As for how it would work in Yoga…well, it’s not really traditional yoga. It discards are spiritual aspects to turn it into more of a proper workout. The guy who started it (pro wrestler Diamond Dallas Page) came up with it after combining some of his physical therapy for a blown-out back with yoga techniques, then added in calisthenics (LOTS of different kinds of squats, crunches, and push-ups that target different body parts, some of which are a real mother to do reliably, but are quite satisfying when I get them down) and came up with some dynamic tension-focused techniques of his own. I can say I’ve certainly felt better since starting it (the diet change helped a LOT, naturally) and my roommate, who has been doing it with me, has found that it’s a HUGE assisting contribution to some physical therapy he’s been doing for his hip and lower back since recovering from a bike accident. There are some sample videos of how his routines work on his website.
But you’re 100% right. There’s no better way to build muscle than weights, and I would be lying if I told someone otherwise. But I think good dynamic tension techniques have a place as well, depending on what you’re trying to do.
“can do in my apartment, and didn’t have to buy any equipment for beyond a mat and a heart monitor.”
Calisthenics are indeed your best friend then.
The thing with dynamic tension is just that it doesn’t do anything for a healthy person. It’s useful for reactivating muscles and nerves, but if they’re used regularly and undamaged, you don’t really need to do that. So it would help your friend a lot, but it most likely won’t do much for you.
But if space and money are a problem, but you still want to build muscle, you can do a hell of a lot with a set of dumbbells.

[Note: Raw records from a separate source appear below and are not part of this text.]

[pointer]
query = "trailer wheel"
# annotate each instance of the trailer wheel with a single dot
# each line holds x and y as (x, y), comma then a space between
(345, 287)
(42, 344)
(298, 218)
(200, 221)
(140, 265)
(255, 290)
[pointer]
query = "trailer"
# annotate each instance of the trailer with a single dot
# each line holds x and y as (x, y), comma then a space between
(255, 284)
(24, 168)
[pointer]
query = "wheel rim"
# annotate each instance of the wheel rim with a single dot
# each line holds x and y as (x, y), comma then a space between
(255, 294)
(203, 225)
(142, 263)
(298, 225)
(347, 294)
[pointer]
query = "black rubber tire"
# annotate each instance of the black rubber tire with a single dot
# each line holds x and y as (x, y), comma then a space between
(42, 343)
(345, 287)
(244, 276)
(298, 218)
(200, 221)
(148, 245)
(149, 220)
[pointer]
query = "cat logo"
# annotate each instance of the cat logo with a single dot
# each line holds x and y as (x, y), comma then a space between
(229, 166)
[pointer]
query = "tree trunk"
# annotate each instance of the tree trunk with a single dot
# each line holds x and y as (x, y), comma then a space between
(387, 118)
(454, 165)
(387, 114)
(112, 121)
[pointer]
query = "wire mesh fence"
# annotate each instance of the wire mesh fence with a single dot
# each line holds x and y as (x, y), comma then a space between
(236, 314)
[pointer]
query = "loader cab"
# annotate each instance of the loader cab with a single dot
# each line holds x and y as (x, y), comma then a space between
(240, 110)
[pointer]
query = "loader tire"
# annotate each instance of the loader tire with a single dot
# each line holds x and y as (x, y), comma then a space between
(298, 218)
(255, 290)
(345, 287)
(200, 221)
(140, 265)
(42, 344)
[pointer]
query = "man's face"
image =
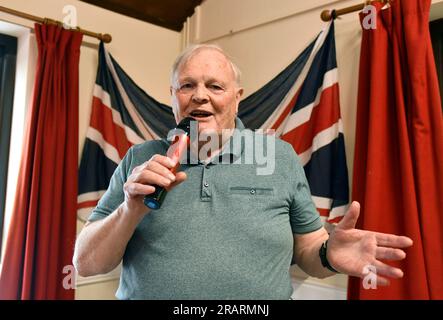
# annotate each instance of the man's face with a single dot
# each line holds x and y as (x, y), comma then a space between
(207, 91)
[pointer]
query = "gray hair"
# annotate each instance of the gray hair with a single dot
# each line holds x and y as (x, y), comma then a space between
(190, 51)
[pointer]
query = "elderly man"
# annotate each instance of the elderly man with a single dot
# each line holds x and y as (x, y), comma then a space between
(223, 232)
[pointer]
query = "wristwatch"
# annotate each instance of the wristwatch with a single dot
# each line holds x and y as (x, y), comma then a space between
(323, 258)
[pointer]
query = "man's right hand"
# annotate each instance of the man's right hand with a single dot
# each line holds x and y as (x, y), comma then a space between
(141, 182)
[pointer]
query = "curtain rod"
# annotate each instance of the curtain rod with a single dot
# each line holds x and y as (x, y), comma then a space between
(104, 37)
(328, 15)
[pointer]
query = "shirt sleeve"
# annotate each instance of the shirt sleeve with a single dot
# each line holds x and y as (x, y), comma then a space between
(114, 195)
(303, 215)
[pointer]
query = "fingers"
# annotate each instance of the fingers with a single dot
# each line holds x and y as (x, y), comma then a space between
(391, 240)
(351, 217)
(383, 253)
(382, 269)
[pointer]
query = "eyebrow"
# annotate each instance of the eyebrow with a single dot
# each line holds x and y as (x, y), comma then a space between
(210, 80)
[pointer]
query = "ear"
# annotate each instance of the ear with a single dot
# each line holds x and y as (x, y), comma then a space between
(238, 96)
(239, 93)
(174, 105)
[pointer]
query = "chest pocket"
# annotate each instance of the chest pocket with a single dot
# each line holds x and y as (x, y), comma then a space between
(252, 191)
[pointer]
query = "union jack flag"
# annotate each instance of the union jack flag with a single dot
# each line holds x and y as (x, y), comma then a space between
(301, 104)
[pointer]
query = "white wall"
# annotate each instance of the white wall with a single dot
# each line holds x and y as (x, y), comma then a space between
(146, 52)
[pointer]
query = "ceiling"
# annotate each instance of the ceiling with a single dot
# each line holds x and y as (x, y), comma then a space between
(170, 14)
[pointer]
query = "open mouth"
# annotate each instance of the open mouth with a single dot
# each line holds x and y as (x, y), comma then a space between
(197, 114)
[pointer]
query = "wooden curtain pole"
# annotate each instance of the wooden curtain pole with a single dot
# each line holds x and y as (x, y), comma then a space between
(104, 37)
(328, 15)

Well, part of the reason I decided on a program like the one in question was because I was concerned about how well my body was going to react to a new routine after having 12-hour-a-day desk jobs, and needed something that I could start fairly small with and then ramp up as my body becomes more used to it, which is definitely something I’ve found is true. And it helps that all I need is about half-an-hour to an hour of time set aside to work out, which I know is a major contributing factor to why a lot of people don’t stick with their exercise of choice. Of course, I’m still a looong way from some of the most extreme workouts, which use things like superman pushups, forearm stands, and weird lunges I couldn’t even begin to describe in text. As for its use of dynamic tension, all I really know for sure is that my muscles do definitely feel it by the end of a routine, so something must be working. And in regards to the damaged muscles and nerves, I have seen it work wonders for people with badly damaged spines.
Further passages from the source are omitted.